Data preparation complete.


#### 3. Model Building 

####  Lasso and OLS Regression 📏
First, we use Lasso Regression for feature selection. Lasso adds a penalty to the size of the coefficients, which helps in identifying the most important features by shrinking the coefficients of less important features to zero.

- We train a Lasso model with alpha=0.3 and then select only the features with a positive coefficient.

- Next, we train a simple OLS Regression model on this reduced set of features.

- The performance of this combined approach is evaluated using the Mean Squared Error (MSE).

In [61]:
# Create the Lasso model
lasso = Lasso(alpha=0.3, random_state=9)

# Train the model and access the coefficients
lasso.fit(X_train, y_train)
lasso_coef = lasso.coef_

# Perform feature selection by choosing columns with positive coefficients
X_lasso_train, X_lasso_test = X_train.iloc[:, lasso_coef > 0], X_test.iloc[:, lasso_coef > 0]

# Run OLS models on lasso chosen regression
ols = LinearRegression()
ols.fit(X_lasso_train, y_train)
y_test_pred = ols.predict(X_lasso_test)
mse_lin_reg_lasso = mean_squared_error(y_test, y_test_pred)

print(f"Lasso and OLS model MSE: {mse_lin_reg_lasso}")

Lasso and OLS model MSE: 4.812297241276237


#### Random Forest Regression 🌳
Next, we train a Random Forest Regressor, a powerful ensemble model that combines multiple decision trees to improve prediction accuracy.

- To find the best configuration, we use Randomized Search Cross-Validation to tune the model's hyperparameters, specifically n_estimators (number of trees) and max_depth (the maximum depth of each tree).

- After identifying the best hyperparameters, we train the final Random Forest model and calculate its Mean Squared Error (MSE) on the test set.

In [62]:
# Random forest hyperparameter space
param_dist = {'n_estimators': np.arange(1, 101, 1),
              'max_depth': np.arange(1, 11, 1)}

# Create a random forest regressor
rf = RandomForestRegressor(random_state=9)

# Use random search to find the best hyperparameters
rand_search = RandomizedSearchCV(rf,
                                 param_distributions=param_dist,
                                 cv=5,
                                 random_state=9)

# Fit the random search object to the data
rand_search.fit(X_train, y_train)

# Create a variable for the best hyper param
hyper_params = rand_search.best_params_

# Run the random forest on the chosen hyper parameters
rf = RandomForestRegressor(n_estimators=hyper_params["n_estimators"],
                             max_depth=hyper_params["max_depth"],
                             random_state=9)
rf.fit(X_train, y_train)
rf_pred = rf.predict(X_test)
mse_random_forest = mean_squared_error(y_test, rf_pred)

print(f"Random Forest model MSE: {mse_random_forest}")
print(f"Best hyperparameters found: {hyper_params}")

Random Forest model MSE: 2.225667528098759
Best hyperparameters found: {'n_estimators': 51, 'max_depth': 10}


#### 4. Model Comparison and Conclusion ✅
Finally, we compare the performance of the two approaches based on their MSE scores.

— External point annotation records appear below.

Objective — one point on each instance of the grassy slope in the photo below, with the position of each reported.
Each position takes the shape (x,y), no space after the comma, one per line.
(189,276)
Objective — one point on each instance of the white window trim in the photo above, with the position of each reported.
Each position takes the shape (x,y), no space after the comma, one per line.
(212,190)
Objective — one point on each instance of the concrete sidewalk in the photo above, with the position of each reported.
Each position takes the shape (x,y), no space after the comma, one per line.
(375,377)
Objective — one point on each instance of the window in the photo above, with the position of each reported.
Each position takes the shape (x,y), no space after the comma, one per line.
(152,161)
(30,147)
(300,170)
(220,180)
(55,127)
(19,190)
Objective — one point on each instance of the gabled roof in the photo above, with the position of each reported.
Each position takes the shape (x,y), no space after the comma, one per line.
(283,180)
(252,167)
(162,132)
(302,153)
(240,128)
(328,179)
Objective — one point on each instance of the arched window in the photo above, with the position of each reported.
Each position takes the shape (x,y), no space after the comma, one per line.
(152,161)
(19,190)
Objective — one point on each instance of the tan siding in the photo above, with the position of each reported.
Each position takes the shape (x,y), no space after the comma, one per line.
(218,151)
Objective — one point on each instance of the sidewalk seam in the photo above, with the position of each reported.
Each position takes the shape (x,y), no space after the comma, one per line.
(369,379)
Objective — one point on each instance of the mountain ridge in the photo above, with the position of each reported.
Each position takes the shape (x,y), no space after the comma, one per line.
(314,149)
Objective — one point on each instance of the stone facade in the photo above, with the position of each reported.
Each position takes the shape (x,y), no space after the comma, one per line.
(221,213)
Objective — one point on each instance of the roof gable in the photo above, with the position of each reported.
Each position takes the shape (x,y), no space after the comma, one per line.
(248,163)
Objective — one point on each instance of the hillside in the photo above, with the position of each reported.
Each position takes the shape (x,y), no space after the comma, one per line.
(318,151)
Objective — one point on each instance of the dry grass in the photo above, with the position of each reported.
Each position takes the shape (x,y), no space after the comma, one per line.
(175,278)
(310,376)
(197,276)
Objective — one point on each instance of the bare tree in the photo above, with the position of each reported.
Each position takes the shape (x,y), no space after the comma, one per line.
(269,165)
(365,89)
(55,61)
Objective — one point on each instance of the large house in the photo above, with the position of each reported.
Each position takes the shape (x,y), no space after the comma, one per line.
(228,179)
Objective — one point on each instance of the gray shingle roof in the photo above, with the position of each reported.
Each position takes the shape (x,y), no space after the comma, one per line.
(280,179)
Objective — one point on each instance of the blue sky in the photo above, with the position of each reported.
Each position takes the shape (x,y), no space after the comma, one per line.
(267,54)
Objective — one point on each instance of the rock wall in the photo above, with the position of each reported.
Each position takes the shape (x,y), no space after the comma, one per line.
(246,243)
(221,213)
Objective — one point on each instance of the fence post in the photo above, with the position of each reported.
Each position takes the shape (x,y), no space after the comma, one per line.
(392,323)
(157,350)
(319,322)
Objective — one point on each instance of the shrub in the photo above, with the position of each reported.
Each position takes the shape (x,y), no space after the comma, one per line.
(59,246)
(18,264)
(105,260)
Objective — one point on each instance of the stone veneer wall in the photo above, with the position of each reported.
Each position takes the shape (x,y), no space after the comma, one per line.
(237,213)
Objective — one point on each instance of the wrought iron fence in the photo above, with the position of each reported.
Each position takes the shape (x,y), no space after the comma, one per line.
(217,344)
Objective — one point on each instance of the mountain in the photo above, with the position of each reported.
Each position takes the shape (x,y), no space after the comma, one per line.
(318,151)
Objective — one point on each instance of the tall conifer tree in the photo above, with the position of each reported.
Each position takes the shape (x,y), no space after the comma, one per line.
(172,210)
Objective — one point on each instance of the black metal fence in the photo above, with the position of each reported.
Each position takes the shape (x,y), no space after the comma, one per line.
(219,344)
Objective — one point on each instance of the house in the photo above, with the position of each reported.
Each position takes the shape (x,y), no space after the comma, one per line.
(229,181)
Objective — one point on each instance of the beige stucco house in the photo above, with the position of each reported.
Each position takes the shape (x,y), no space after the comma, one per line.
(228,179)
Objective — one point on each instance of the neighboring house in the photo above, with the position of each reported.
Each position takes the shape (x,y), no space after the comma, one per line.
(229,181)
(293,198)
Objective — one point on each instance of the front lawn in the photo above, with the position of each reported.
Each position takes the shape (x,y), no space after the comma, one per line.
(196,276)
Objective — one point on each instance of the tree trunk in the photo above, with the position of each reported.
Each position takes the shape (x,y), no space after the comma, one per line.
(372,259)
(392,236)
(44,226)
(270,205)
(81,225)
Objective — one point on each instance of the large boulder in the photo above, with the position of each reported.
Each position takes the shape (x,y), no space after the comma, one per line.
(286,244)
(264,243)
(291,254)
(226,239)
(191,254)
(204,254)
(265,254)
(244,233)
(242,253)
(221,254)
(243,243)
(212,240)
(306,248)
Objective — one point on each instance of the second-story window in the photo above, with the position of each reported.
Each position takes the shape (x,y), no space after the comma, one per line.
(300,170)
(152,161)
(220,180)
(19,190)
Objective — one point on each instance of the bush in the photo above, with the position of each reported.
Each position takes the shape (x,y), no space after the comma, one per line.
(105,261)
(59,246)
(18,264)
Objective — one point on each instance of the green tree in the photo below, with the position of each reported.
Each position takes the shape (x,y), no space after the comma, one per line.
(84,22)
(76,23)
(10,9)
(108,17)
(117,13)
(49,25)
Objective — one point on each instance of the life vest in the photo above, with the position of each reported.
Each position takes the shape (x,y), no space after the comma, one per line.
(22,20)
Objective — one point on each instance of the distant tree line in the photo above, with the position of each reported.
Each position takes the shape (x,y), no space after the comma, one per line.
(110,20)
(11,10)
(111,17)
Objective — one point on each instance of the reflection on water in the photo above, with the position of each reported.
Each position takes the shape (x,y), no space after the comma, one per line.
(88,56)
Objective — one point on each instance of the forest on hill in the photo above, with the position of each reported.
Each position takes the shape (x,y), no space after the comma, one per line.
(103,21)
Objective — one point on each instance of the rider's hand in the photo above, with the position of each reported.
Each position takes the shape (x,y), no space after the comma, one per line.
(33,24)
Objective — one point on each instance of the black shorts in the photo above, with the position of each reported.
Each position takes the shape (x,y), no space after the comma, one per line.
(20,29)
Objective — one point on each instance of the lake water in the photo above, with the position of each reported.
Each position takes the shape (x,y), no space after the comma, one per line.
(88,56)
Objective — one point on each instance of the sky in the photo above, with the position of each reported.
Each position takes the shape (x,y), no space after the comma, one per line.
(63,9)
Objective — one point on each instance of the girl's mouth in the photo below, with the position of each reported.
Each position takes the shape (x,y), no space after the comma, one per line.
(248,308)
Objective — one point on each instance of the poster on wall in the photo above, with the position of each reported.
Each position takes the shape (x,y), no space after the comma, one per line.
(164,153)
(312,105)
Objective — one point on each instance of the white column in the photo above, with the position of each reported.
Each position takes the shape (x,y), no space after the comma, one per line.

The model with the lower MSE is considered the better-performing model.

In [6]:
# Compare the MSE scores
if mse_random_forest < mse_lin_reg_lasso:
    best_model = "Random Forest Regressor"
    best_mse = mse_random_forest
else:
    best_model = "Lasso + OLS Regression"
    best_mse = mse_lin_reg_lasso

print(f"The best model is the {best_model} with an MSE of {round(best_mse, 3)}.")

The best model is the Random Forest Regressor with an MSE of 2.226.


### Future Enhancements 💡

- Explore more advanced feature engineering, such as incorporating movie genres, audience ratings, or director information.

- Experiment with other regression models (e.g., Gradient Boosting, XGBoost, Support Vector Regressor).

- Perform more extensive hyperparameter tuning using GridSearchCV if computational resources allow.

- Implement cross-validation more broadly across all models for a more robust evaluation.

- Visualize the residuals and actual vs. predicted values to gain deeper insights into model performance.